Kuburan tersebut sudah setinggi 1,5 meter dengan diameter 3,5 meter, sedangkan kuburan lain di sebelahnya masih berukuran normal.

Anwar (Wali Korong Sungai Asam) mengatakan, "tiba-tiba saja, tanahnya naik. Terus meninggi sehingga mengagetkan kami, warga di sini."

Anwar mengatakan dia tidak tahu persis sejak kapan kuburan tersebut meninggi, tapi sejauh yang dia pantau, tidak ada tanda bahwa kuburan tersebut senjaga ditinggikan, karena tidak ada tanda pengambilan tanah untuk meninggikan kuburan tersebut, dan juga batu nisan yang ditancapkan juga tidak rusak sama sekali.

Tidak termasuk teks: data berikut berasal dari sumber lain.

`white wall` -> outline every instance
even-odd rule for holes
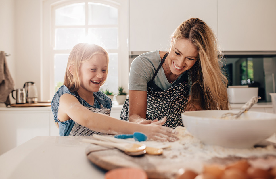
[[[39,92],[41,1],[15,1],[15,87],[22,88],[25,82],[33,81]]]
[[[15,88],[31,81],[40,91],[41,3],[0,0],[0,51],[11,54],[6,59]]]
[[[10,72],[15,81],[14,1],[0,0],[0,51],[11,54],[6,59]]]

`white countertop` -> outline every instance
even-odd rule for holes
[[[191,138],[190,136],[187,136],[189,138]],[[271,137],[272,139],[269,140],[275,142],[275,135]],[[103,179],[106,172],[93,164],[87,157],[85,149],[91,144],[82,142],[82,140],[84,138],[91,138],[91,136],[36,137],[0,155],[1,178]],[[216,153],[219,156],[224,153],[230,156],[234,156],[233,155],[233,154],[242,155],[250,154],[248,152],[250,152],[255,155],[262,152],[262,155],[265,156],[269,154],[269,152],[275,152],[274,149],[271,149],[271,147],[268,147],[266,150],[261,148],[250,149],[251,150],[247,149],[223,148],[223,150],[221,151],[223,152],[222,153],[220,150],[221,150],[221,147],[214,148],[215,146],[212,146],[202,147],[202,145],[198,143],[196,143],[198,144],[197,145],[193,145],[193,142],[194,143],[194,142],[187,141],[190,143],[187,143],[191,144],[189,147],[197,149],[198,151],[195,153],[193,149],[188,150],[187,153],[184,153],[184,156],[188,153],[190,154],[192,153],[194,155],[199,155],[201,153],[202,156],[205,156],[207,151],[212,151],[212,153]],[[176,150],[170,149],[166,152],[166,156],[167,158],[166,160],[175,159],[176,152],[178,152],[177,155],[183,153],[184,149],[181,143],[175,146]],[[175,144],[177,144],[177,143]],[[208,149],[209,151],[207,150]],[[218,150],[219,149],[221,149]],[[171,151],[172,152],[170,152]],[[211,153],[208,153],[208,155],[211,155]],[[181,155],[179,155],[179,157],[183,157]],[[194,157],[193,158],[194,158]],[[184,158],[186,158],[186,157]],[[190,166],[191,161],[185,161],[185,160],[181,160]],[[182,166],[182,163],[181,165]],[[195,166],[198,167],[197,164]]]
[[[243,103],[230,103],[230,106],[232,108],[240,108],[244,104]],[[122,110],[122,105],[112,104],[112,110]],[[272,108],[272,104],[271,102],[259,102],[254,104],[252,108]],[[51,111],[51,106],[45,107],[0,107],[0,111]]]
[[[245,103],[230,103],[230,106],[232,108],[240,108]],[[254,104],[252,108],[272,108],[271,102],[259,102]]]
[[[104,178],[87,158],[91,136],[38,136],[0,155],[2,179]]]

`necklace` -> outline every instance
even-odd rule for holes
[[[170,79],[170,75],[169,74],[169,72],[168,71],[168,68],[167,68],[167,65],[166,65],[166,61],[164,61],[164,62],[165,63],[165,66],[166,66],[166,69],[167,69],[167,72],[168,73],[168,75],[169,76],[169,78],[170,78],[170,82],[171,83],[172,83],[172,82],[174,81],[174,80],[175,79],[175,78],[176,78],[178,76],[179,76],[179,75],[177,75],[177,76],[176,76],[175,77],[175,78],[173,78],[173,79],[172,79],[172,80],[171,80],[171,79]]]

Menurut Ade Edwar (mantan ketua Ikatan Ahli Geologi Indonesia), tanah yang tiba-tiba meninggi atau menggembung, sebelumnya dikenal sebagai fenomena tanah tumbuh (diapir).

"Sepanjang patahan Sumatra, banyak tanah tumbuh. Namanya Diapir. Diapir adalah penerobosan batuan karena perbedaan tekanan dan daya apung (bouyancy). Penerobosan biasanya vertikal, melibatkan batuan berdensitas rendah yang relatif mobile, yang menerobos batuan berdensitas lebih tinggi, biasanya melalui patahan."

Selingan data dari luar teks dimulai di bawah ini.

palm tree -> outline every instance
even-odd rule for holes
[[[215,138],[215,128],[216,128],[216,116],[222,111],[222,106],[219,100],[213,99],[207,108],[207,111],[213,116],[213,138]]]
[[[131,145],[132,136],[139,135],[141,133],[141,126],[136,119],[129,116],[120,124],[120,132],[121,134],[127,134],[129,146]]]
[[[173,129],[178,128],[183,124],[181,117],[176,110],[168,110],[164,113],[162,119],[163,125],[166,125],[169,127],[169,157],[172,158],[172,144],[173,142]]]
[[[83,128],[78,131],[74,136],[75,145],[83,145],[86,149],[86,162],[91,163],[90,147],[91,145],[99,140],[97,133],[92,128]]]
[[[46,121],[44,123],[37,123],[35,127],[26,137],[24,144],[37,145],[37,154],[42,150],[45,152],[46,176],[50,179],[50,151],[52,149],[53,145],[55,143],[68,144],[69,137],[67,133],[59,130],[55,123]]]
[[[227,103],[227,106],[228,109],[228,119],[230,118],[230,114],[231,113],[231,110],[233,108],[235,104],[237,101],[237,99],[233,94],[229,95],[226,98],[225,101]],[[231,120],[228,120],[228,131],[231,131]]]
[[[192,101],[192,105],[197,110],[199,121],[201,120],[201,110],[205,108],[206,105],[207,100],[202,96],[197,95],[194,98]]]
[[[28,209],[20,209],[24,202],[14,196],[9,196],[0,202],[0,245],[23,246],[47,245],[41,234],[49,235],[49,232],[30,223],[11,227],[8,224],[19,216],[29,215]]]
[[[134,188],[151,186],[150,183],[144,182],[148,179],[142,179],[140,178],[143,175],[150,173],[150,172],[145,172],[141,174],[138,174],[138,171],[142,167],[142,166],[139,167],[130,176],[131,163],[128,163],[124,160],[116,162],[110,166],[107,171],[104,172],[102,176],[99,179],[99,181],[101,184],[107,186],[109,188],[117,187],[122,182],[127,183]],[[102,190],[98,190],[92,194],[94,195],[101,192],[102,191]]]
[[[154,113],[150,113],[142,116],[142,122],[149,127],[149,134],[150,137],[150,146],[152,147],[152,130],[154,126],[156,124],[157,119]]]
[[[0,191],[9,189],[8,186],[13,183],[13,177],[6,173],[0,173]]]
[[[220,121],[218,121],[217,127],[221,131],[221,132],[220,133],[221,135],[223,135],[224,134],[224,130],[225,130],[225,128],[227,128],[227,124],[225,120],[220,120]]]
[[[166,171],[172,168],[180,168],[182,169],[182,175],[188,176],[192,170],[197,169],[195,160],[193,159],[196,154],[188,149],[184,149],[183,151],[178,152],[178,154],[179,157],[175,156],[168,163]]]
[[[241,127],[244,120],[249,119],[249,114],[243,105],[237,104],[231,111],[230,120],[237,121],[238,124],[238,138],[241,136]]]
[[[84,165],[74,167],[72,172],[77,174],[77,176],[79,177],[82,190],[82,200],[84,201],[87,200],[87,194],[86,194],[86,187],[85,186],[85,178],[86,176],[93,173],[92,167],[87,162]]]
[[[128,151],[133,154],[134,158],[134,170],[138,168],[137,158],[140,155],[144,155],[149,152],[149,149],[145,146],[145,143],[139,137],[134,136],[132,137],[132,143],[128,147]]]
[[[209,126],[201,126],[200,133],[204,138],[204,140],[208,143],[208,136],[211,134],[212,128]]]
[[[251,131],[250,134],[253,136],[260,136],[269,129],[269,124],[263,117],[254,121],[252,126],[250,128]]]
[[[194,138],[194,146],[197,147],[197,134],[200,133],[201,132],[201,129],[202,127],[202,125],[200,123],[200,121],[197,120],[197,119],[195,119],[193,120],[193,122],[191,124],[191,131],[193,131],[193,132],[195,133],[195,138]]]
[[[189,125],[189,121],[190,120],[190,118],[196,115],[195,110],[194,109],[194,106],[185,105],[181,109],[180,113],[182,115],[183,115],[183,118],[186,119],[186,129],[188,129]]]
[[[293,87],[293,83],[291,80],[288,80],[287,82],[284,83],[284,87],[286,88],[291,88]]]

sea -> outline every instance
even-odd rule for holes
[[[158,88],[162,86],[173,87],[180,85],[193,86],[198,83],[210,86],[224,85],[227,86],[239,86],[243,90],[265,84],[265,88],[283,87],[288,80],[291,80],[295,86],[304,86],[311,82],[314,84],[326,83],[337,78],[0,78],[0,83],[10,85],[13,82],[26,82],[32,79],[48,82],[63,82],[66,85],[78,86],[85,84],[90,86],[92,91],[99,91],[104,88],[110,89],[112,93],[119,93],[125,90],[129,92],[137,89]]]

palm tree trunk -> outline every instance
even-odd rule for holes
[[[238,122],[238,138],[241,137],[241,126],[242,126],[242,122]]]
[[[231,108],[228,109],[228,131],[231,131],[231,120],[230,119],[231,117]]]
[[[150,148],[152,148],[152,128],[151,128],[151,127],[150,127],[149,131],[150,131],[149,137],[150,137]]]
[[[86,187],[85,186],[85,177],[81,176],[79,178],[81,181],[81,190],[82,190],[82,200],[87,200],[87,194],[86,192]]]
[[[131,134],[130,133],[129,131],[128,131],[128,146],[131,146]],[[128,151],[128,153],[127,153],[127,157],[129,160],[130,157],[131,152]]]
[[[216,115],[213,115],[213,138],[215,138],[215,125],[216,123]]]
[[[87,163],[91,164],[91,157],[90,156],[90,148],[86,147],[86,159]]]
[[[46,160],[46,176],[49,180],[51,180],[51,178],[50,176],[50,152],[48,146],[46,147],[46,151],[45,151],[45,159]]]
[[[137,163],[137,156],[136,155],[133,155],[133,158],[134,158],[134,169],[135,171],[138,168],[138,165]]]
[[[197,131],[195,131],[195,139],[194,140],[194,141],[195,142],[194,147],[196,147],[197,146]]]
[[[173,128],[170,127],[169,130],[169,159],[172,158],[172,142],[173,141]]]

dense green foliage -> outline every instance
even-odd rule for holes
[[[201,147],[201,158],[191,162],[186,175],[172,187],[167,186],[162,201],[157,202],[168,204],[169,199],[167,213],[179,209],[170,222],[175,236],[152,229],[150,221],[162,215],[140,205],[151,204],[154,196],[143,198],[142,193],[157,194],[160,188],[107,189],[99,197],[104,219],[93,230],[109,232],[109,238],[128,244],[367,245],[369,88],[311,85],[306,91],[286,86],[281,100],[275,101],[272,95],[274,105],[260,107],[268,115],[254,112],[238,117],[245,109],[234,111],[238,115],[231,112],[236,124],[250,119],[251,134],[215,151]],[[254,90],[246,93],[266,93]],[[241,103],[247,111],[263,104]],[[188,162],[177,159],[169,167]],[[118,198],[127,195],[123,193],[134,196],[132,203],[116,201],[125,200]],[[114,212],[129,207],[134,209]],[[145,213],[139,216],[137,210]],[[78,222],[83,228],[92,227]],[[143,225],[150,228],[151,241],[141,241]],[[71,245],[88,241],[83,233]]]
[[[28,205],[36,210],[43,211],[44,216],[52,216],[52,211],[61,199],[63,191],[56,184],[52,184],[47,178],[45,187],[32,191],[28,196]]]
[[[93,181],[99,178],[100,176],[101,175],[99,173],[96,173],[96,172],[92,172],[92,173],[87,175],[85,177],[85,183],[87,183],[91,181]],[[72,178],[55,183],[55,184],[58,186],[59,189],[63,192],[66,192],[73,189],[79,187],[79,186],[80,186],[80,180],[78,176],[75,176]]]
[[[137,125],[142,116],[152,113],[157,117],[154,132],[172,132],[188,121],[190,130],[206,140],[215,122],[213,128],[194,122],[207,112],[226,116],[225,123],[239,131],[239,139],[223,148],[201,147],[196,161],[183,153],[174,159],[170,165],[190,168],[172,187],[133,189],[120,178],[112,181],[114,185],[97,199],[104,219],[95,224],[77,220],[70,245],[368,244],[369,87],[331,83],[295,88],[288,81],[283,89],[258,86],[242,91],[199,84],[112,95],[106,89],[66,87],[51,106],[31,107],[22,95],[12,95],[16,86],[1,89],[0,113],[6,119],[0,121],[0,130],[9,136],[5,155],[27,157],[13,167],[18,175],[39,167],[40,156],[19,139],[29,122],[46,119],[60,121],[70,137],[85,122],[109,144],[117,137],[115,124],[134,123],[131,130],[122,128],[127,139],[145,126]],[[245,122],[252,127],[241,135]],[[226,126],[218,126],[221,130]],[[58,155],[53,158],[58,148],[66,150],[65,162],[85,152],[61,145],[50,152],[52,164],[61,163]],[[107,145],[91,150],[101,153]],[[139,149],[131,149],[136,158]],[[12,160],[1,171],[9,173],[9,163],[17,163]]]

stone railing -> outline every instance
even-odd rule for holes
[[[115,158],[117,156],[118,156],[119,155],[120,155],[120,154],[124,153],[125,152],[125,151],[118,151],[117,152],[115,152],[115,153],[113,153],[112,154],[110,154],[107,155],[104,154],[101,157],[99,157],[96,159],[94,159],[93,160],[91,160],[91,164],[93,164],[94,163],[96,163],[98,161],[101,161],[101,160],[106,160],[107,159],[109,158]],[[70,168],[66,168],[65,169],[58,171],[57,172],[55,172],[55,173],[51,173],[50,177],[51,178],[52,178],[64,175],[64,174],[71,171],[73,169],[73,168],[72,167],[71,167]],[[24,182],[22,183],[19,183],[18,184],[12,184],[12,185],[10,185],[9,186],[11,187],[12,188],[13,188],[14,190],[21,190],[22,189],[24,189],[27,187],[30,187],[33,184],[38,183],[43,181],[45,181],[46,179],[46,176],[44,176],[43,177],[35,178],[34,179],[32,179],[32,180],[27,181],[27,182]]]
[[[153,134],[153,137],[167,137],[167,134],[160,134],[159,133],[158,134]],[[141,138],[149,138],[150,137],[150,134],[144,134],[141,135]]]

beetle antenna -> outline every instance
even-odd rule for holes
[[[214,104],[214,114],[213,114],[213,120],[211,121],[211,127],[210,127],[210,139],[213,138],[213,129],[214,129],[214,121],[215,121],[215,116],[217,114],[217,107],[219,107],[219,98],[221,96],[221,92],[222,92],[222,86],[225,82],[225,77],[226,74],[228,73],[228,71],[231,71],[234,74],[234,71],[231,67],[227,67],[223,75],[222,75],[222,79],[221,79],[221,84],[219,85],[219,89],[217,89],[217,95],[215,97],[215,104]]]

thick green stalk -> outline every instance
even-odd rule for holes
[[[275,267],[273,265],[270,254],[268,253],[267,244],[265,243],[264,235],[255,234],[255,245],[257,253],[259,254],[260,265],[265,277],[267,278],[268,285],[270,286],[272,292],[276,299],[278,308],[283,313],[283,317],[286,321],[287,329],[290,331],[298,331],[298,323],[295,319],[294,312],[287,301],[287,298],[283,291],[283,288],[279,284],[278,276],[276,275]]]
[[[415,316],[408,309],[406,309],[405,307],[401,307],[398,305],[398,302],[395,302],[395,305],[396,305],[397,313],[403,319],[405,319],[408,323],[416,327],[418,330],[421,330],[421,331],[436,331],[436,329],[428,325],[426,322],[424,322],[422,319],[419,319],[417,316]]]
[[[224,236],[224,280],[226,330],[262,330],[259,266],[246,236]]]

Diapir terjadi ketika berat jenis material yang berada di bawah lebih ringan dari yang berada di atas.

"Karena yang di bawah lebih ringan, membuat tanah itu menekan yang berada di atas, sehingga tanah membumbung. Apalagi ini setelah musim hujan. Bisa juga akibat dari retakan-retakan lain yang lebih ringan sehingga naik ke atas."

Selain diapir, menurut Ade, penyebab lainnya karena adanya patahan, seperti yang terjadi di sebuah jalan di Lubuk Selasih sebelum Mapolres Kabupaten Solok, di mana tanah di daerah tersebut terus naik akibat tekanan dari patahan Sumatra.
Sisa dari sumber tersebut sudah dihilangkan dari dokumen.